Surprisingly, or maybe not so much, WEB100 attracted a lot of attention from automated tools such as dirbuster, nikto, rustbuster, and so on, even if the hint for the correct path (/graphql) was printed in the first (and only) line of the landing page :)

During the first 10 minutes of the challenge we temporarily banned over 60 IP addresses and still had to ban automatic scans all night long, having a blacklist of 10 IP addresses on average.

Fun fact: five minutes from the end of the competition, we still had 3 IP addresses in the blacklist, banned for using dirbuster, nessus (?) and sqlmap.

 

Another interesting fact is that for the web400 almost all the teams in the top 10 have won the race condition, which we thought would be the hardest part of the challenge.

The CRLF injection has been difficult to detect for everyone and probably almost nobody thought about a SQLi in the basic authentication.

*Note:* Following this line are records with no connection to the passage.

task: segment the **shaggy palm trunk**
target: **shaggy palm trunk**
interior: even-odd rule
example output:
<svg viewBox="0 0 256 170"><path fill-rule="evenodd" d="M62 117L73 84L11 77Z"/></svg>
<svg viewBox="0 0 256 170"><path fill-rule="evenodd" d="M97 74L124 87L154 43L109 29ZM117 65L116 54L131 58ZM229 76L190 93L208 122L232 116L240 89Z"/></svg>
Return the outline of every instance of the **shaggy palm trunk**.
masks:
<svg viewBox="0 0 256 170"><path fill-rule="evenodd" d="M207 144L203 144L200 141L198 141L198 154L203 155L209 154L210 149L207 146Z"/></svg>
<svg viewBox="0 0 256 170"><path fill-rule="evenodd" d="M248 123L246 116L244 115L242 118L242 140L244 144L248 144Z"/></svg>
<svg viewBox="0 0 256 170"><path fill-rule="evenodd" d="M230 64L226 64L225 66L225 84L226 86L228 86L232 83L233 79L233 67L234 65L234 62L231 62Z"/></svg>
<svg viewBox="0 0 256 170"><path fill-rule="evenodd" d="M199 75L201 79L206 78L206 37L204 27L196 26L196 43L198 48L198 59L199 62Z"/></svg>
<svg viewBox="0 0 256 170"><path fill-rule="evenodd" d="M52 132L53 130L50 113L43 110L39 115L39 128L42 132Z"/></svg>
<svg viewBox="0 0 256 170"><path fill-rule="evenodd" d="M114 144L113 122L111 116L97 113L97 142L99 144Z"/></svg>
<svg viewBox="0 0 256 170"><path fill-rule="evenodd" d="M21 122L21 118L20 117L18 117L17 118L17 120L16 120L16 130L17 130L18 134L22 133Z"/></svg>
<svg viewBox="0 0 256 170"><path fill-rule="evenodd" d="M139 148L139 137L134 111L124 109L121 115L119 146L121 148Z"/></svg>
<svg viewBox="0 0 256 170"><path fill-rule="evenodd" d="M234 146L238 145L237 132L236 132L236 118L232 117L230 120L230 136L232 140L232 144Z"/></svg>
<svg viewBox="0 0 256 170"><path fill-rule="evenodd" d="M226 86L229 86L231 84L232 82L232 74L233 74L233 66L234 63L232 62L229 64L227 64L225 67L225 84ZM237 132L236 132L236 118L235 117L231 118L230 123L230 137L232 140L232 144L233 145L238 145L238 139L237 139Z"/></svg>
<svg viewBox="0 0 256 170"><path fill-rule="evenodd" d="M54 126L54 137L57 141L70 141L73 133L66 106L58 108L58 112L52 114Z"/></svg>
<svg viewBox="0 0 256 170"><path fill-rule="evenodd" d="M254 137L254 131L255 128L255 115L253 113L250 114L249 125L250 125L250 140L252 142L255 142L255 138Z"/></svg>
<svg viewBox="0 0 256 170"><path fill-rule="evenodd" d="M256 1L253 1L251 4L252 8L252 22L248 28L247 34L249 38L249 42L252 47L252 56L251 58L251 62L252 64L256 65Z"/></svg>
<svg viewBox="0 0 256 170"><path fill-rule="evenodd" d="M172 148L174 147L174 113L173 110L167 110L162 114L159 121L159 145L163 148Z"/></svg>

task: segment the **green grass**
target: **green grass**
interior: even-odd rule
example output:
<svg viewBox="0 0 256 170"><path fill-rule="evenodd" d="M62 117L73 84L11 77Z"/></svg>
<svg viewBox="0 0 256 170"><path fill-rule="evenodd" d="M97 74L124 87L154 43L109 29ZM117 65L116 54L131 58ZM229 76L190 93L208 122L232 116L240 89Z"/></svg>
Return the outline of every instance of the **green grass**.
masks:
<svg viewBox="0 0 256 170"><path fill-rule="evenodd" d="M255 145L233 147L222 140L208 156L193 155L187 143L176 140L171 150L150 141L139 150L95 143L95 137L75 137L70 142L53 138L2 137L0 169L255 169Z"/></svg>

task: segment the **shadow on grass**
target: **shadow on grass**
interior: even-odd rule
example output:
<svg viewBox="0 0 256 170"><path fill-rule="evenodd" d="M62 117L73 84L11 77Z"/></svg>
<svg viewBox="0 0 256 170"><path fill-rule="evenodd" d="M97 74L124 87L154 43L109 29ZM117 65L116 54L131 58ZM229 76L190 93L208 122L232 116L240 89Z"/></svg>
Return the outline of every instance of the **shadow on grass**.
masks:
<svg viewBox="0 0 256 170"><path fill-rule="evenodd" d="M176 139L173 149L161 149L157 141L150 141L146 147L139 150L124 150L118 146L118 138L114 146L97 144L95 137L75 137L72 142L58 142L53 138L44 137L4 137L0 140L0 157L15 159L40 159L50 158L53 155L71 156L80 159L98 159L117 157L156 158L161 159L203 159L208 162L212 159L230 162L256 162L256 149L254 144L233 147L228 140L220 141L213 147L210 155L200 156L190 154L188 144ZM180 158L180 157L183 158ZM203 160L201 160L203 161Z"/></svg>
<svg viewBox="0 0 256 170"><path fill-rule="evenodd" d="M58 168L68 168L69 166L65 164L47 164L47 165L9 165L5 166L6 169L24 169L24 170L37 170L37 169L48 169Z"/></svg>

At the end of the games, only 2 teams solved the web400, and one of them got the second position.

 

Binary

The arts of exploitation and reverse engineering require a lot of experience and technique. Finding bugs to exploit applications and understanding binary code of uncommon architectures are methodologies for people of great experience and an extreme ability in problem solving. 

The binary category was developed in order to simulate a potential undiscovered exploit or to retrieve sensible information in a IoT device. This is a daily routine for the IoT PenTest team in Reply.

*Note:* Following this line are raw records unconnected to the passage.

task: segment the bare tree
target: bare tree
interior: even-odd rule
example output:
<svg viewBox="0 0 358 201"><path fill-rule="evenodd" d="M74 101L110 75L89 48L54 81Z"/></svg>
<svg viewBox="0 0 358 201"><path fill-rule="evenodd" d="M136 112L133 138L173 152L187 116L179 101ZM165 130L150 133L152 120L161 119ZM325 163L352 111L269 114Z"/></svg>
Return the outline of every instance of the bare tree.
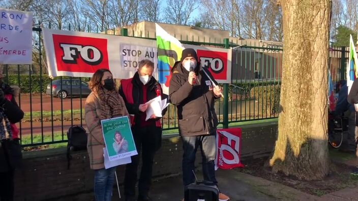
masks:
<svg viewBox="0 0 358 201"><path fill-rule="evenodd" d="M267 0L242 1L241 27L244 37L263 39L268 17Z"/></svg>
<svg viewBox="0 0 358 201"><path fill-rule="evenodd" d="M269 164L308 180L330 172L327 93L331 0L281 0L283 14L281 112Z"/></svg>
<svg viewBox="0 0 358 201"><path fill-rule="evenodd" d="M83 4L86 7L83 15L88 16L91 25L99 28L99 31L109 28L109 0L85 0Z"/></svg>
<svg viewBox="0 0 358 201"><path fill-rule="evenodd" d="M346 1L347 24L346 26L354 31L358 30L358 0Z"/></svg>
<svg viewBox="0 0 358 201"><path fill-rule="evenodd" d="M281 9L275 0L268 0L267 10L266 39L282 41L282 14Z"/></svg>
<svg viewBox="0 0 358 201"><path fill-rule="evenodd" d="M42 5L47 15L47 19L54 28L63 28L66 18L69 18L70 11L66 0L47 0Z"/></svg>
<svg viewBox="0 0 358 201"><path fill-rule="evenodd" d="M111 24L122 27L139 20L139 0L112 0L109 3Z"/></svg>
<svg viewBox="0 0 358 201"><path fill-rule="evenodd" d="M68 20L73 27L73 30L87 31L90 30L88 26L88 16L84 15L85 8L82 4L78 1L67 0L68 9Z"/></svg>
<svg viewBox="0 0 358 201"><path fill-rule="evenodd" d="M143 0L141 1L141 16L145 20L152 22L160 21L161 0Z"/></svg>
<svg viewBox="0 0 358 201"><path fill-rule="evenodd" d="M198 5L198 0L167 0L166 3L165 21L176 24L188 24Z"/></svg>
<svg viewBox="0 0 358 201"><path fill-rule="evenodd" d="M203 0L202 15L207 15L213 27L230 31L240 36L240 3L238 0Z"/></svg>
<svg viewBox="0 0 358 201"><path fill-rule="evenodd" d="M0 2L0 7L23 11L31 11L33 0L5 0Z"/></svg>

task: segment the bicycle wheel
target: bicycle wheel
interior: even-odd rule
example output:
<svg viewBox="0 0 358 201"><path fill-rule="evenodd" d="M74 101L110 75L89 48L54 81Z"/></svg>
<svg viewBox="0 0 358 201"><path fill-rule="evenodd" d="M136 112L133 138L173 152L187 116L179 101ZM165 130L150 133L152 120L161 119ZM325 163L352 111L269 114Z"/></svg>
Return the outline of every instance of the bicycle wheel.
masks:
<svg viewBox="0 0 358 201"><path fill-rule="evenodd" d="M332 147L339 148L343 141L343 133L342 132L332 132L328 135L328 142Z"/></svg>

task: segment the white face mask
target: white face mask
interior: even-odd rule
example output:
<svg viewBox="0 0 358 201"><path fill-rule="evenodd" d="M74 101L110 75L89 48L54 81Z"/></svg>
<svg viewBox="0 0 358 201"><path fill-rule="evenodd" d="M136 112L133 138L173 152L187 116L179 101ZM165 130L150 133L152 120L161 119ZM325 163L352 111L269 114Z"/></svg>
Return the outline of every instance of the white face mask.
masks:
<svg viewBox="0 0 358 201"><path fill-rule="evenodd" d="M142 82L143 84L144 85L149 82L150 80L151 80L151 78L152 77L149 77L148 75L145 75L145 76L139 76L139 79L140 80L140 81Z"/></svg>
<svg viewBox="0 0 358 201"><path fill-rule="evenodd" d="M184 68L188 71L190 71L190 67L192 67L193 69L195 69L196 67L196 61L187 61L184 63Z"/></svg>

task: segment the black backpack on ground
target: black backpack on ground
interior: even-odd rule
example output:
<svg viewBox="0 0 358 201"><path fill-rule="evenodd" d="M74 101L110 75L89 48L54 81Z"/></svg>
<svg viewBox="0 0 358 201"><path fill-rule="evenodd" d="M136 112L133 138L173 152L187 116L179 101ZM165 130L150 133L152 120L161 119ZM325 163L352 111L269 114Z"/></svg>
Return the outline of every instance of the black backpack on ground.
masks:
<svg viewBox="0 0 358 201"><path fill-rule="evenodd" d="M219 189L212 182L198 181L185 187L185 201L218 201Z"/></svg>
<svg viewBox="0 0 358 201"><path fill-rule="evenodd" d="M74 125L67 131L67 170L70 170L70 161L72 159L71 151L81 151L87 149L87 133L83 127Z"/></svg>

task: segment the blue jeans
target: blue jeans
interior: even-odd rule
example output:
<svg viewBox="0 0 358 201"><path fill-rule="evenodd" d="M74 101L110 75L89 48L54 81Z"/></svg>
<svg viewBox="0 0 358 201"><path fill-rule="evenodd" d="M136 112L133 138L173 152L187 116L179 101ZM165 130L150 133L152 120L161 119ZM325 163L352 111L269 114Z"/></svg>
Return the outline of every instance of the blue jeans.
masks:
<svg viewBox="0 0 358 201"><path fill-rule="evenodd" d="M195 181L193 173L195 169L195 155L198 147L201 151L202 172L204 180L218 183L215 178L216 136L182 137L184 154L183 157L183 180L185 186Z"/></svg>
<svg viewBox="0 0 358 201"><path fill-rule="evenodd" d="M95 170L95 197L96 201L111 201L114 184L116 167Z"/></svg>

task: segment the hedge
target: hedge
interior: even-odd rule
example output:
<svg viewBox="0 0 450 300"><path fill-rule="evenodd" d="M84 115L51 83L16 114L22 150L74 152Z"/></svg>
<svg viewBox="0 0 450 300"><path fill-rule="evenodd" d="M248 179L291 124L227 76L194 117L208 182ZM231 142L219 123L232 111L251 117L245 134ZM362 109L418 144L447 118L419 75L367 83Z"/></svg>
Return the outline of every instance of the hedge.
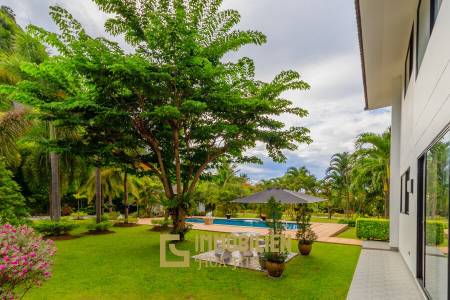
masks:
<svg viewBox="0 0 450 300"><path fill-rule="evenodd" d="M442 222L427 221L425 231L427 245L440 245L444 242L444 224Z"/></svg>
<svg viewBox="0 0 450 300"><path fill-rule="evenodd" d="M389 240L389 220L356 219L356 236L366 240Z"/></svg>

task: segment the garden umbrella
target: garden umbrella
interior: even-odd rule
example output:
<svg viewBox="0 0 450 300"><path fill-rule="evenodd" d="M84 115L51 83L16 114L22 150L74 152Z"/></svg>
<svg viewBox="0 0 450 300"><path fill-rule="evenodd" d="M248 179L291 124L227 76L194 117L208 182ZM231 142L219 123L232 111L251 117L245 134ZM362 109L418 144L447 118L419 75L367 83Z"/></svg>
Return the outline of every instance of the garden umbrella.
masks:
<svg viewBox="0 0 450 300"><path fill-rule="evenodd" d="M267 203L267 201L269 201L271 197L274 197L281 204L308 204L327 201L327 199L310 196L305 193L294 192L284 189L268 189L244 198L233 200L233 202L262 204Z"/></svg>

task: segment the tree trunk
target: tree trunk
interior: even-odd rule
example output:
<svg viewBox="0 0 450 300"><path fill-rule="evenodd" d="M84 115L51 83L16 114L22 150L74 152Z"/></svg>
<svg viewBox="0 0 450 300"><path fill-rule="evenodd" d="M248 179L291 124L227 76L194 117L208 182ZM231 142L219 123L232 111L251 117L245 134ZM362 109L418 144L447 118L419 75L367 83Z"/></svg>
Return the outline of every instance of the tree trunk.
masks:
<svg viewBox="0 0 450 300"><path fill-rule="evenodd" d="M112 196L111 195L108 196L108 206L109 206L108 211L111 214L112 213Z"/></svg>
<svg viewBox="0 0 450 300"><path fill-rule="evenodd" d="M384 217L389 218L389 179L384 182Z"/></svg>
<svg viewBox="0 0 450 300"><path fill-rule="evenodd" d="M102 221L102 175L100 174L100 168L95 168L95 214L96 222Z"/></svg>
<svg viewBox="0 0 450 300"><path fill-rule="evenodd" d="M123 204L125 205L125 223L128 223L128 174L123 177Z"/></svg>
<svg viewBox="0 0 450 300"><path fill-rule="evenodd" d="M101 199L101 201L100 201L100 209L101 209L101 211L102 211L102 215L103 215L103 213L104 213L104 211L105 211L105 199L103 198L103 187L102 187L102 189L101 189L101 191L100 191L100 199Z"/></svg>
<svg viewBox="0 0 450 300"><path fill-rule="evenodd" d="M50 140L56 139L56 130L52 124L50 126ZM51 200L50 200L50 218L53 221L59 221L61 218L61 187L59 180L59 155L50 153L51 169Z"/></svg>

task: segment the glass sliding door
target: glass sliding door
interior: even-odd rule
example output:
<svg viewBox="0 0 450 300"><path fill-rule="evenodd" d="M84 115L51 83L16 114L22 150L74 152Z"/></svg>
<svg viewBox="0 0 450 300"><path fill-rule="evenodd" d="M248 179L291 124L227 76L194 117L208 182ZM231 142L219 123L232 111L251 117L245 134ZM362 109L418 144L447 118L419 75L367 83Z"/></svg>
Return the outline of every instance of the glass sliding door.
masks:
<svg viewBox="0 0 450 300"><path fill-rule="evenodd" d="M448 295L450 132L426 153L424 193L424 287L432 299Z"/></svg>

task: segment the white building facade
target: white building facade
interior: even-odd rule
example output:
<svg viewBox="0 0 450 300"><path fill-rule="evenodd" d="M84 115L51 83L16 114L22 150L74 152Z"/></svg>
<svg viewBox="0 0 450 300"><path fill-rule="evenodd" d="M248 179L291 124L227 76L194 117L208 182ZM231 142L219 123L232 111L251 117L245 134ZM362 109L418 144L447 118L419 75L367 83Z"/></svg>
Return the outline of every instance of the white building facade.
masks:
<svg viewBox="0 0 450 300"><path fill-rule="evenodd" d="M355 1L366 109L392 107L390 245L449 299L450 1Z"/></svg>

This year we developed the binary category on a deep knowledge of the operating system and the capability of reading code of uncommon architectures. 

 

BINARY200 was a custom Boot Loader, the teams that solved this challenge proved a deep knowledge of how an operating system starts and how it is loaded in the memory. 

 

BINARY300 and 400 require multiple skills, the players must be able to find solutions to problems that they have never met. Emulation of arduino, read disassembly of uncommon CPUs, decompile SPIR-V code, execute and patch graphics binaries require an extraordinary problem solving ability. We really appreciate that boh the challenges were resolved by multiple teams, a special congratulations to the Armia Prezesa team which solved the BINARY400 in less than a couple of hours. 

 

The last challenge, BINARY500, was unsolved due to the lack of time available for the teams to solve the problem since this challenge was first unlocked at four hours from the end of the games. Although the time was running out, we checked that some teams tried to solve the most difficult binary challenge and they were on the right way! 

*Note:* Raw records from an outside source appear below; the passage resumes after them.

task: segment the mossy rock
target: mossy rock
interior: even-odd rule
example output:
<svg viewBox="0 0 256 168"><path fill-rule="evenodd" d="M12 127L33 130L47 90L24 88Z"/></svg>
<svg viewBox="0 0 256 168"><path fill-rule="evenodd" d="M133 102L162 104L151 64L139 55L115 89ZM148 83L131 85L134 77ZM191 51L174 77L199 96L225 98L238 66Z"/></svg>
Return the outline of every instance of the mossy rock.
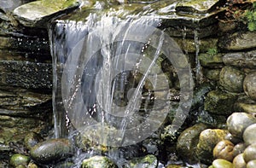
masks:
<svg viewBox="0 0 256 168"><path fill-rule="evenodd" d="M118 168L109 158L106 156L93 156L82 162L82 168Z"/></svg>
<svg viewBox="0 0 256 168"><path fill-rule="evenodd" d="M210 91L205 101L205 110L216 114L228 115L232 113L236 96L220 90Z"/></svg>

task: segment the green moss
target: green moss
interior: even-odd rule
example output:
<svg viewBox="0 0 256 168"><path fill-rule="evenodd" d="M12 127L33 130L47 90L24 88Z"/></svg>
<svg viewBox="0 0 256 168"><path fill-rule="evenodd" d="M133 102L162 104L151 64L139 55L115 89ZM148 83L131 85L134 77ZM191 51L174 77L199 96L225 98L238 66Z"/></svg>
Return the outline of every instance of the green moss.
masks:
<svg viewBox="0 0 256 168"><path fill-rule="evenodd" d="M256 31L256 2L253 3L252 9L245 11L244 20L249 31Z"/></svg>
<svg viewBox="0 0 256 168"><path fill-rule="evenodd" d="M41 3L44 7L55 8L61 10L73 6L79 2L77 0L42 0Z"/></svg>
<svg viewBox="0 0 256 168"><path fill-rule="evenodd" d="M208 49L207 53L208 55L210 55L211 56L213 56L218 54L218 49L216 48L211 48L211 49Z"/></svg>

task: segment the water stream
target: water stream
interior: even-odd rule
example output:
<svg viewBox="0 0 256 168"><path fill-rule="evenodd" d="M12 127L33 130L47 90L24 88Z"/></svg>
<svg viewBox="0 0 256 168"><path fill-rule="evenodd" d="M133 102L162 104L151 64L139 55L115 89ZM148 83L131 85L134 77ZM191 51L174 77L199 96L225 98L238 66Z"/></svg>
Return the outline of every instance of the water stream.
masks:
<svg viewBox="0 0 256 168"><path fill-rule="evenodd" d="M79 11L82 20L74 14L52 24L56 137L72 138L79 132L94 144L125 147L152 136L177 103L172 101L172 79L159 63L164 58L180 83L173 132L183 125L193 90L189 64L160 27L161 20L144 17L145 13ZM84 154L76 159L79 157Z"/></svg>

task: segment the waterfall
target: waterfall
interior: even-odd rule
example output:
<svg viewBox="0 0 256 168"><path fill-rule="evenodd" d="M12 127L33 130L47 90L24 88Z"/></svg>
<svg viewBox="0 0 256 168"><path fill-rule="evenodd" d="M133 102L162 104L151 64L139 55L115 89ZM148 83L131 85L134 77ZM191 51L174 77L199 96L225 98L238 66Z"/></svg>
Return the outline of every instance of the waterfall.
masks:
<svg viewBox="0 0 256 168"><path fill-rule="evenodd" d="M170 78L158 63L163 57L179 76L173 131L182 125L191 104L190 66L162 20L147 12L79 11L83 20L53 22L56 136L79 131L96 144L124 147L151 136L172 108Z"/></svg>

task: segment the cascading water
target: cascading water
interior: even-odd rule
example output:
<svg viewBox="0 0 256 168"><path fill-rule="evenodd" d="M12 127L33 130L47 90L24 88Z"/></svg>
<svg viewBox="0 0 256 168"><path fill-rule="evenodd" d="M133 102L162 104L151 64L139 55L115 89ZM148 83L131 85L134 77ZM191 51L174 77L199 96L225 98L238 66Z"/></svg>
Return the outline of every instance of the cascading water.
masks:
<svg viewBox="0 0 256 168"><path fill-rule="evenodd" d="M142 15L148 12L86 11L83 20L74 15L52 24L56 137L79 132L94 144L125 147L153 135L177 105L171 101L170 78L158 64L163 58L180 83L173 132L182 125L191 104L190 67L178 45L158 28L161 20Z"/></svg>

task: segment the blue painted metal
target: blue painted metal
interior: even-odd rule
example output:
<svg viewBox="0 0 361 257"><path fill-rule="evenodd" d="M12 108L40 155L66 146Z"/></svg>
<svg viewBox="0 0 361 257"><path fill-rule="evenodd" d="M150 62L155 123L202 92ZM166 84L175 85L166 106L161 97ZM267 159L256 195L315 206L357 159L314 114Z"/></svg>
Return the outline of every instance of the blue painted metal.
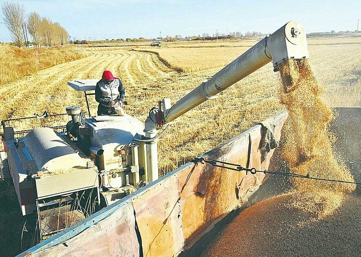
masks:
<svg viewBox="0 0 361 257"><path fill-rule="evenodd" d="M30 156L30 154L27 151L27 149L26 149L26 148L23 147L22 149L22 152L24 153L24 155L25 155L25 157L26 158L26 160L27 160L27 161L30 161L33 160L33 159L32 159L31 156Z"/></svg>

This challenge required a deep knowledge of how an operating system works and an extraordinary capability in writing exploits, this art is not for ordinary people. 

 

We really appreciated the effort of all the teams, especially the top ones who solved our binary challenges. We hope to see you next year, take care!

 

How many attacks did we receive?

As you can imagine, the Reply challenges platform is constantly exposed to external attacks. And these attacks become more and more frequent when we launch a new challenge and when we enlarge our community. Starting from September 9th (Registrations opening) to October 10th (end of the challenge) we collected a total of 173 attacks splittend in: SQL injection, cross-site scripting and illegal resource access - (mostly from? Ukraine!) 

 

 

BEERS500

Last but not least, the facts and figueres that matter: we ordered and drank +252 beers, ate 350 sandwiches, as they were not enough we added 40 pizzas, 50 crisps packs to accompany the countless time-travels with R-Boy.

 

So, the 2020 Cyber Securty Challenge has been a great adventure, take a look at the winners write-up and keep training.

 

What will R-Boy face next year? Only the best players will discover it. Kudos to all see you next year!